Signal to Noise(6)
“You know, I really do want to have meatballs. Why don’t you come over to my place?”
“My mom doesn’t like me going over to your place.”
Meche’s mom had this over-developed fear of teenage pregnancies, courtesy of too many articles in too many ladies’ magazines. It was a bit hard to get pregnant when Meche had never even been kissed, let alone had a boyfriend, but Meche’s mother considered every boy in a twenty-block radius to be a danger to her daughter. As if anyone would try and date her.
“Fine,” Sebastian said. “I’ll come.”
Meche tried to grab the marker Sebastian was using, but he slapped her hand away and hunched over, busy with his drawing. She sighed, unrolled the headphones and pressed play on the Walkman.
The tape rolled and Black Sabbath sang about children of tomorrow and revolution while she tapped her fingers against the desk, waiting for the bell to ring.
“SO WHAT YOU’RE saying essentially is that you’ve gone nuts.”
Sebastian lay on the floor of Meche’s room, drawing in his notebook. He had traded the skulls for stars and was busy creating a night sky.
“Why is it so nuts to believe in magic? My grandmother says there are witches and in the countryside you can see them fly at nights in the shape of balls of fire.”
“Your grandma is a really good cook, but no offence, I wouldn’t take her stories at face value.”
“Why not?” Meche asked, sitting down in front of Sebastian. “You’re the one who told me about spiritism and mediums and shit in the nineteenth century.”
“I believe in ghosts,” ventured Daniela, raising her hand weakly.
“See?” Meche said. “She believes.”
“Okay. So how about we play Teenage Idol. Do I get to become Emanuel tomorrow and sing at a bunch of concerts?” Sebastian asked.
“Why don’t we find out?”
“You’re serious.”
Meche stared at Sebastian. He ripped out the page from his notebook, balled it and threw it in her wastebasket.
“Why shouldn’t music have power? My dad says it’s the most powerful thing in the world. Nietzsche says that without music, life would be a mistake.”
“Don’t quote me Nietzsche. I showed you Nietzsche,” Sebastian said in an offended tone.
“Why can’t music be magic? Aren’t spells just words you repeat? And what are songs? Lyrics that play over and over again. The words are like a formula.”
All around Meche’s room posters of band members and enlarged album covers looked down at them. Freddie Mercury leaned back on stage, Pedro Infante played the guitar. In a corner the Beatles were ready to ride the Yellow Submarine. Stacks of records were piled along Meche’s floor, cassettes poked out from a couple of boxes.
“Okay, how about backmasking?” said Meche. “Doesn’t Aleister Crowley suggest that adepts should listen to records reversed?”
“Yes,” said Sebastian. “But that doesn’t...”
“And all these people flipping out because they think Led Zeppelin’s Stairway to Heaven has a Satanic message?”
“So we should play records backwards? Do a Satanic ceremony?”
“Guys, I just want to remind you I have to be home by seven,” Daniela said. “I’m also not allowed to do any Satanic stuff.”
Sebastian and Meche looked at their friend. Daniela blinked and went back to working on the personality test culled from a teen magazine she was completing.
“Not a Satanic ceremony. You’re always talking about this stuff. Crowley? Rasputin had to be killed three times?”
“Because I like to read lots of weird shit. But I don’t want to go around brewing poisons and stuff. People already think I’m odd, I don’t want to give them any extra ammunition,” Sebastian muttered.
Sebastian began drawing on the side of his tennis shoes. More stars in black marker.

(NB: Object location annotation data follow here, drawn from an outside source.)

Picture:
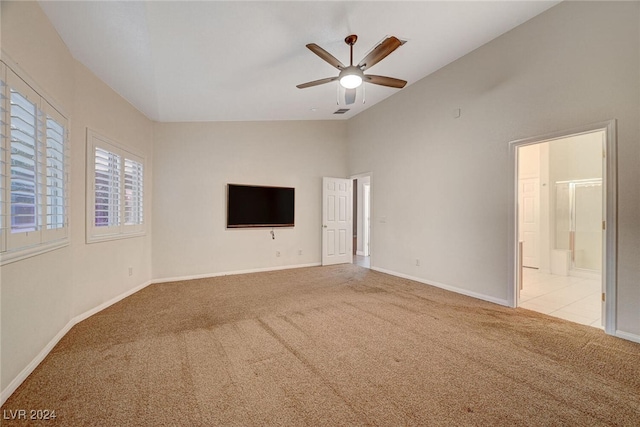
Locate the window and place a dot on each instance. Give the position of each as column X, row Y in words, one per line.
column 34, row 163
column 115, row 207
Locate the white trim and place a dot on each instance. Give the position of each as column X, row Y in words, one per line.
column 19, row 379
column 24, row 253
column 627, row 336
column 232, row 273
column 455, row 289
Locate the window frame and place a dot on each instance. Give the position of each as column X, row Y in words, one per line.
column 15, row 246
column 120, row 230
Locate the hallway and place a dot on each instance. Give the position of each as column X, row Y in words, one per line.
column 571, row 298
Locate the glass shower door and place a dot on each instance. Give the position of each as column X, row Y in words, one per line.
column 588, row 225
column 578, row 222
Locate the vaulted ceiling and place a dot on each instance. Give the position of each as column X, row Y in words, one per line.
column 242, row 60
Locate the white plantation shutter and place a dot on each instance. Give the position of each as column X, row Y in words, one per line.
column 56, row 175
column 107, row 188
column 133, row 187
column 115, row 209
column 4, row 126
column 34, row 178
column 25, row 179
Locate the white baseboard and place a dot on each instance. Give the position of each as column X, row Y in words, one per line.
column 627, row 336
column 446, row 287
column 13, row 385
column 231, row 273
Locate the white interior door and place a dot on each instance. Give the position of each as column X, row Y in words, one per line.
column 336, row 221
column 529, row 213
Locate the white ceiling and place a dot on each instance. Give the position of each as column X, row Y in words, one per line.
column 241, row 60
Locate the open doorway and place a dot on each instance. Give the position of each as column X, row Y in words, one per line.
column 565, row 251
column 361, row 222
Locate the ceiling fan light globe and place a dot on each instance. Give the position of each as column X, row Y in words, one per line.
column 350, row 81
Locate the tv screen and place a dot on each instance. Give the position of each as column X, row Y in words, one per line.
column 259, row 206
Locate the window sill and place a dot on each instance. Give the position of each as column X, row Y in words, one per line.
column 116, row 236
column 24, row 253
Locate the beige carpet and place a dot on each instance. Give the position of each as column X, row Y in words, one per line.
column 332, row 346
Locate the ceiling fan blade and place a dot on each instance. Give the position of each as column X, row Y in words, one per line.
column 316, row 82
column 325, row 55
column 380, row 52
column 385, row 81
column 349, row 96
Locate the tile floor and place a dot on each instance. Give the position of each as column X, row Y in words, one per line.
column 571, row 298
column 362, row 261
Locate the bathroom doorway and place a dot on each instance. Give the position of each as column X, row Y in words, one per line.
column 562, row 211
column 362, row 222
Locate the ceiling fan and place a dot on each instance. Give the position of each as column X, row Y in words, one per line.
column 353, row 76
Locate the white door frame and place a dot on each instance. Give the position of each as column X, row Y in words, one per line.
column 609, row 176
column 370, row 176
column 366, row 218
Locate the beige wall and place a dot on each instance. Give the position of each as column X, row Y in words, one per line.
column 193, row 162
column 442, row 185
column 42, row 294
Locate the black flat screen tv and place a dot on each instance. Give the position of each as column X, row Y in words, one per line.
column 260, row 206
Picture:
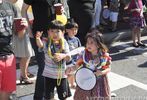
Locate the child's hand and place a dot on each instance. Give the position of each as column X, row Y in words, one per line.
column 38, row 34
column 98, row 73
column 24, row 22
column 59, row 56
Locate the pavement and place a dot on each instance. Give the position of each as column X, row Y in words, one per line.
column 125, row 85
column 124, row 80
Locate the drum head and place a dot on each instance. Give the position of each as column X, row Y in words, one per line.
column 85, row 78
column 106, row 13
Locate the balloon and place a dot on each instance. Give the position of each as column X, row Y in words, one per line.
column 62, row 18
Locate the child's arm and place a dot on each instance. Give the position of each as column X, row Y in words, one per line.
column 38, row 39
column 59, row 56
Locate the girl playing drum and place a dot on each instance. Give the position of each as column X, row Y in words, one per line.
column 96, row 58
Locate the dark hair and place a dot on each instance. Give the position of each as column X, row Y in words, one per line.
column 71, row 24
column 98, row 38
column 55, row 24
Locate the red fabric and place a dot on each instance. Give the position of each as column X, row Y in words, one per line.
column 8, row 74
column 133, row 5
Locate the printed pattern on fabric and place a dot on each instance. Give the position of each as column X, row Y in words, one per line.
column 51, row 67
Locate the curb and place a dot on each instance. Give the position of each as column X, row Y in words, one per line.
column 122, row 35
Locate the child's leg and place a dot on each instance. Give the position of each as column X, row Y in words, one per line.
column 134, row 36
column 63, row 89
column 71, row 80
column 49, row 88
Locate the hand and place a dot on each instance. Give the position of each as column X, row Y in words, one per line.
column 69, row 70
column 39, row 34
column 98, row 73
column 59, row 56
column 24, row 22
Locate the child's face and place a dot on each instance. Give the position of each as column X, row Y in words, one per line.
column 91, row 45
column 72, row 31
column 55, row 34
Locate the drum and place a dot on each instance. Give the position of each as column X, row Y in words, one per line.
column 106, row 13
column 85, row 78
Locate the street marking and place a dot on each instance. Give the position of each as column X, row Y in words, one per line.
column 116, row 82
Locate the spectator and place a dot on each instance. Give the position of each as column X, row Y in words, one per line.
column 55, row 49
column 7, row 59
column 82, row 11
column 136, row 21
column 23, row 50
column 114, row 10
column 41, row 22
column 73, row 42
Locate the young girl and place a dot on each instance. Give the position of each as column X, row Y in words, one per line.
column 95, row 54
column 55, row 49
column 136, row 21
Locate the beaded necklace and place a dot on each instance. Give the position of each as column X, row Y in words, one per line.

Meche wanted to hit them both on the back of the head. They didn’t get it! She expected it from Daniela because Daniela got about 10 percent of what went on in the world, but Sebastian? Sebastian loved this stuff. They had become friends four years before because Meche had been listening to Alan Parsons Project’s Tales of Mystery and Imagination and she didn’t get the references. So she decided to ask the only person in her class who might have the answer. At first Sebastian had been offended she didn’t know Edgar Allan Poe, but she had been equally offended he didn’t know Alan Parsons Project because they sang Games People Play from The Turn of a Friendly Card which, in her opinion, was a very nice concept album. Not the best, but nice. The best was an easy pick. Most people would probably say the concept album of all time was The Dark Side Of The Moon, but Meche preferred The Kinks’ Arthur (Or the Decline and Fall of the British Empire). Her parents had met thanks to that album.
“Aren’t you curious to see if it works?” Meche asked.
Sebastian capped his marker and stuffed it back in his pocket.
“It’ll never work,” he said with finality. “I have to go. I have a couple of hours bagging groceries tonight. Later.”
Meche scowled as Sebastian stepped out of her room. Great. The big ninny was not going to play ball. Daniela, looking pained, patted Meche on the knee.